After Bristol I hopped on the bus to London to see the Royal Shakespeare Company perform Richard II staring one David Tennant. After performing my own standard trick of emerging from the tube station in completely the wrong direction and so walking an extra couple for miles for funsies, I found the Barbican, and my good chum Lou, waiting for me. The performance was spectacular with all the usual ingenious set design of the RSC. David Tennant just lit up the stage. It was hard to even compare him to any other role he had been in before as he so inhabited the character. Even a foolish and selfish young King became likeable in all his fallibility.

From http://www.rsc.org.uk/
I always find a trip to the theatre so inspiring. There is nothing like simply seeing people live in front of you bringing a story to life. To pour themselves into something, and even better into those ancient words full of beauty and meaning, and do it so well. Acting has never been my calling. I had a single ill fated performance in secondary school where I forgot my lines and just stood on the stage repeating the only line I remembered. But to see people put their all into something, to be fantastic in their work, it inspires me in my own work to shoot for the best.

I also got to crack out my old Handy Volume Shakespeare from 1892, swoon!

All in all, a good few day. Ah holidays! Can't they just last forever?!

Wednesday 1 January 2014

Six Impossible Things

Well here we are. A brand new year all shiny and new and ready to be unwrapped. I started mine with a late breakfast of a sausage sandwich and a gallon of tea accompanied by my favourite occupation, leisurely speculation about the future. This year is a bit of a hairy-scary one for me. Once again I find myself staring out into the unknown. Lots will be decided, or at least the wheels will be set in motion, like the location of my first job as an ordained minster starting in 2015 (gulp). Will I be up the road or on the other side of the country? Will I be hanging out with students in some urban jungle or cycling between churches in some rural idyll? It all very exciting, but completely unknown and therefore, by default, pretty unnerving.

In the midst of all this I like to be in the habit of, as the Queen in Alice in Wonderland would say, believing 'six impossible things before breakfast'! Just when things start to get a bit predictable a new idea pops into my head. A sweet little 'What If?' and before I know it I'm off down some new avenue, sending audacious emails and banging on doors for opportunities like a woman possessed. It's amazing what you get when you simply ask.

This blog emerged out of one such wander into the impossible. Three and a half years later and I am still here infinitely the better for having decided to put pen to paper and start writing. That willingness to follow the impossible road led to a course in creative writing, winning a short story award, reading my work at a literary festival, publishing a book, seeing my name in print in a real life magazine, scaling the BT tower for a bloggers event and, most importantly, having the most extraordinary amount of fun.

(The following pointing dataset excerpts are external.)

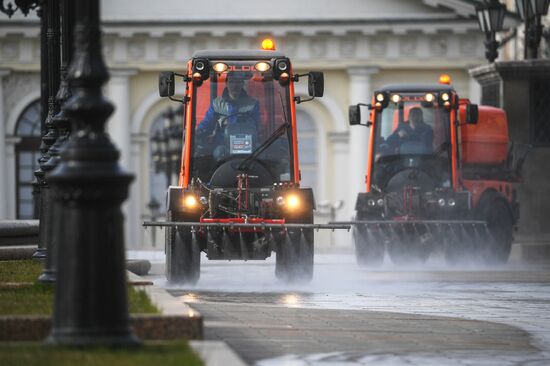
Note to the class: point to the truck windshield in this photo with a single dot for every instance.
(241, 115)
(412, 134)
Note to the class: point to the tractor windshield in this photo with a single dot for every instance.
(241, 119)
(412, 134)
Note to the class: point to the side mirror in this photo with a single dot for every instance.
(166, 84)
(316, 84)
(472, 114)
(354, 112)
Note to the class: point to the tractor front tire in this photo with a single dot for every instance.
(183, 261)
(369, 249)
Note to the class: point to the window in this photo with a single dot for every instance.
(307, 149)
(27, 155)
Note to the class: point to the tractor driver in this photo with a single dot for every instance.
(233, 107)
(414, 137)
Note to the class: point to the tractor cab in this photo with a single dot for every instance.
(412, 134)
(437, 178)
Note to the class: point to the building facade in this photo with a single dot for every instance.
(360, 45)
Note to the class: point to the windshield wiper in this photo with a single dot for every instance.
(267, 143)
(270, 140)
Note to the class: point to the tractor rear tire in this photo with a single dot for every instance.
(500, 223)
(183, 261)
(369, 250)
(294, 257)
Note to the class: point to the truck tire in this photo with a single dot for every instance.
(183, 261)
(500, 224)
(294, 256)
(369, 246)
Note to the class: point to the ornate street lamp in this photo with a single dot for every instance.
(531, 12)
(490, 16)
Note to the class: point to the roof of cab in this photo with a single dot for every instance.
(416, 88)
(237, 54)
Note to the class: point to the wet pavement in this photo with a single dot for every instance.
(428, 315)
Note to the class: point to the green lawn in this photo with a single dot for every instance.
(36, 298)
(152, 353)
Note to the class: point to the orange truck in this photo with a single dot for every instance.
(441, 175)
(239, 194)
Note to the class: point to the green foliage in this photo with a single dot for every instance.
(151, 353)
(20, 293)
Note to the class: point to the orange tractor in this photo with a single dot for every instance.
(440, 175)
(239, 194)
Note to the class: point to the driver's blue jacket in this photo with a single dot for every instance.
(224, 111)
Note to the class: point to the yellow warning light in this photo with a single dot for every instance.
(268, 44)
(445, 79)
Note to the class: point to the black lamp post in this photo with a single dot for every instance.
(24, 5)
(531, 12)
(88, 186)
(490, 16)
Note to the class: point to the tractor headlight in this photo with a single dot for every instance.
(219, 67)
(190, 201)
(429, 97)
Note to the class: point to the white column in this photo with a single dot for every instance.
(3, 166)
(339, 142)
(360, 91)
(119, 125)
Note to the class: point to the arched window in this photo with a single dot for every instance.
(157, 179)
(27, 155)
(307, 149)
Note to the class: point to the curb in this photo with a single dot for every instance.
(216, 353)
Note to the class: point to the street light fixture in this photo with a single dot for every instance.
(490, 16)
(531, 12)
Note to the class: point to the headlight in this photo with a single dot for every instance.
(292, 201)
(429, 97)
(263, 66)
(190, 201)
(396, 98)
(219, 67)
(200, 65)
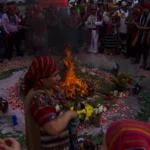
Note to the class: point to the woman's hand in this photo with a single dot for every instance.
(73, 114)
(11, 144)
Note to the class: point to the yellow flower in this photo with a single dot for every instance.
(87, 112)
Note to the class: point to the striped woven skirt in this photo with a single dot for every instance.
(58, 142)
(128, 135)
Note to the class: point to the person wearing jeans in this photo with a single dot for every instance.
(10, 24)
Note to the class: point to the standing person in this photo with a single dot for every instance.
(132, 31)
(127, 135)
(40, 38)
(123, 27)
(10, 23)
(47, 126)
(110, 32)
(73, 23)
(93, 22)
(143, 27)
(1, 34)
(28, 20)
(55, 30)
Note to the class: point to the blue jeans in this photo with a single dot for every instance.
(2, 50)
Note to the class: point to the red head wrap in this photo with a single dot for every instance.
(11, 7)
(146, 5)
(93, 7)
(40, 68)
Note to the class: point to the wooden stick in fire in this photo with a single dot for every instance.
(77, 105)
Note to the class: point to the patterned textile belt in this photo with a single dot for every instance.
(60, 141)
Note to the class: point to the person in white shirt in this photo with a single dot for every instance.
(92, 24)
(123, 26)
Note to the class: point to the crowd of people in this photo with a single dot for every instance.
(111, 30)
(50, 125)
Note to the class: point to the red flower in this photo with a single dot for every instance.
(101, 113)
(130, 81)
(109, 96)
(102, 121)
(107, 106)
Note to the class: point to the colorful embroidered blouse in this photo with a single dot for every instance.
(43, 111)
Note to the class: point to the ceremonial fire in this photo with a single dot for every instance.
(72, 86)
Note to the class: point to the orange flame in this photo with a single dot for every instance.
(72, 86)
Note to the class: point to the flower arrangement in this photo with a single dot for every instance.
(86, 113)
(99, 109)
(122, 81)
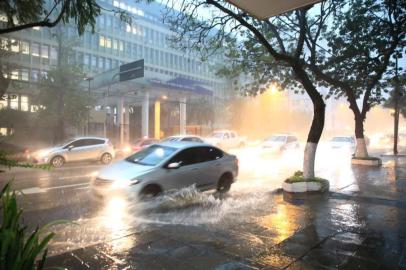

It is amazing what you can do when you take your own life seriously enough to strive for what you really want. Getting up before the sun came up to write stories was the first step in a road of committing to the life that I knew I could have. One full of colour, excitement and adventure. I realised that most of the limits on me were of my own making and the options were, in fact, infinite. I credit that time for me eventually going forward for ordination. I would never have believed such an impossible thing if I hadn't taken those first strange and wonderful steps.

So this year in the midst of final exams and job interviews, being wife, daughter, auntie and friend, I'm going to do a little wandering towards some new impossible things. Why not, eh? I'm going to email people I admire, submit articles to sites I love, ask questions, read books. In fact I'm even going to start drafting an outline for my own book this summer when my finals are done. Yep, its adventures all round. I can't wait to begin.